Therapien

Wenn ein Stadium der Erkrankung erreicht ist, in dem konservative Verfahren oder Verhaltensänderungen nicht mehr ausreichen, gibt es verschiedene Möglichkeiten der Therapie.

Kathetertherapie (PTA)
Bei der Kathetertherapie handelt es sich um ein interventionelles Verfahren mit speziellen Kathetern und Ballons, die über eine Schleuse direkt in das Gefäß eingebracht werden, um hier eine Engstelle und/oder einen Verschluss mit Hochdruck aufzudehnen.
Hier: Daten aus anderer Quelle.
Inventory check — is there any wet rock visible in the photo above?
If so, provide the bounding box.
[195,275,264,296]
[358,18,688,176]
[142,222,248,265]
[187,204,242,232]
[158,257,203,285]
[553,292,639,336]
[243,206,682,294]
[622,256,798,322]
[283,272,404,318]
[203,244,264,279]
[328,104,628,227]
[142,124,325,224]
Im Idealfall kann das Blut wieder ungehindert fließen und Sauerstoff und Nährstoffe können in das bis dahin unterversorgte Gebiet transportiert werden.

Stent
Ein Stent ist eine spezielle Gefäßschienung (=Gefäßstütze) die von Innen das Gefäß offenhält und die Ablagerungen im Gefäß zur Seite drückt. Stents können aus verschiedenen Materialien bestehen und sind entweder auf einen Ballon aufmontiert oder dehnen sich selbstständig auf die vorgegebene Größe aus. Sie werden eingesetzt, wenn es beim Aufdehnmanöver mittels Ballon zu einem Einriß der Gefäßinnenhaut gekommen ist oder die Stenose alleine durch Aufdehnung nicht beseitigt werden kann. Solche Stents sind high-tech Produkte und entsprechend empfindlich in der Handhabung und ebenfalls entsprechend teuer.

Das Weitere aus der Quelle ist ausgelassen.